Justice Ellis was willing to accept that there would be a twin responsibility: both the prosecutor and the sentencing judge both had duties to avoid breaching rights. I agree. But only one of those two has the power to impose detention. And, even if the responsibility had to be shared, why is the entire damages award borne by the Crown prosecutor? The answer to that might lie in the fact that Baigent damages aim to vindicate the right, but I think that simply emphasises the question of what right did the prosecutor breach – not the right to be free from detention!

None of this is to step away from a finding that the prosecutor’s decision may be unlawful in its own terms. But the answer to that is a declaration in standard JR but probably not Bill of Rights Act terms. And remember the Supreme Court did not question the correctness of Mr Fitzgerald’s conviction, so there is no ability for the High Court here to collaterally undermine the conviction by going all in on the charging decision. The end result of this judgment is the prosecutor must pay for deciding to lay a charge that led to a safe conviction. 

And that really leads to the hint of a strange double standard in all of this. I like Ellis J’s judgment as a call to arms to the Crown from the judiciary: “just as the judiciary did its part in trying to mitigate the rights-breaching aspects of three strikes, prosecutors ought to have been doing the same thing. We will follow the consequences of the Supreme Court’s decision in Fitzgerald wherever they lead”. But that ‘we all have to play our part’ approach sits unhappily with Chapman. We all have to play our part but it can never be the judiciary’s fault. That is a part-time commitment to the Bill of Rights Act. Chapman prevents the right answer: Mr Fitzgerald’s right to be free from arbitrary detention was breached by the long third strike sentence. That sentence was imposed by a court, but that won’t stop this court from awarding Bill of Rights Act damages because what matters is vindicating rights where they are breached. And also, bloody hell, prosecutors should have been a lot more awake about this too. 

I don’t like the reasoning in Fitzgerald because it reaches too far to dodge Chapman. I like the outcome in that compensation is awarded for a rights breach. But the right that was vindicated for the damage in this case was not breached by the acts complained about. With Chapman as the law, there was no viable path to awarding Bill of Rights Act compensation. The issue is not Fitzgerald, it is not Ellis J (who is bound by Chapman and whose task was to deal with pleadings framed in light of Chapman), it is not how Mr Fitzgerald or the Crown ran their cases, it is not even really three strikes though that set a lot of this in train. It is about how Chapman has distorted how rights litigation is pleaded, argued, and decided. 

Anyway, I didn’t mind Transformers. But something’s gotta give before we end up with a Bumblebee.
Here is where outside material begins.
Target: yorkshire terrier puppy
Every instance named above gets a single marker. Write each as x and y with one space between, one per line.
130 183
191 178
One thought on “Ow, ow, ow, ow, ow!

  1. As to causation, even common law recognised false imprisonment liability attached to those who set the machinery of detention in train, and following the ECtHR / House of Lords approach (as typified by Van Colle v Chief Constable of the Hertfordshire Police (Secretary of State for the Home Department intervening) [2008] UKHL 50, [2009] 1 AC 225) recovery is approached on a loss of chance basis, rather than bright line tortious causation; the charging decision reduced his chance of a non-breaching outcome (in this case by 100%). And thank you for a really insightful piece on an issue that tends to attract reductionist absolutism.